It appears, however, that the 12-year-old is already proving herself to be a hypocrite in her short punditry career. Despite her support for accused sexual predator Moore, in one of Millie’s previous videos, she can be heard attacking Clinton for “defending a man who molested women” — referencing the sexual misconduct allegations that have been leveled against her husband Bill Clinton.

The young conservative visited the Alabama GOP headquarters to sit down with the controversial candidate, and the 12-year-old took the opportunity to rail against undocumented immigrants and sanctuary cities.

“Are you gonna’ support President Trump and help him build a wall?” demanded Millie.

Moore, a hardline immigration hawk, appeared to let out a Freudian slip, saying, “I think the military can be used down with the border patrol and stop immigration.” He went on to clarify that “illegal immigration” is the problem, not immigration in general.

The 12-year-old responded with resounding approval, saying: “yes because everything’s happening a lot and that poor lady and the guy who killed her wasn’t even convicted.”

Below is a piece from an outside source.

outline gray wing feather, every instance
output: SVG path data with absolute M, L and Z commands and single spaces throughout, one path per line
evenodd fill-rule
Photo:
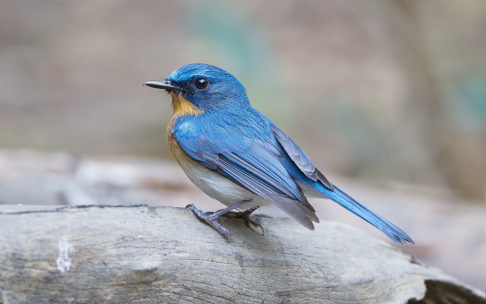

“Awesome!” added the 12-year-old — after receiving a smile and nod from Moore.

Moore has spent the past several weeks dodging interviews with reputable news outlets and reporters in favor of softball conversations with sympathetic interviewers like 12-year-old Millie. Though, the most bizarre aspect of the meeting is the young girl’s age, considering the GOP candidate was accused of molesting Leigh Corfman when she was a 14-year-old and he was in his 30s.

Other women have leveled similar accusations against Moore, claiming the former Alabama Supreme Court justice made sexual advances toward them when they were teenagers.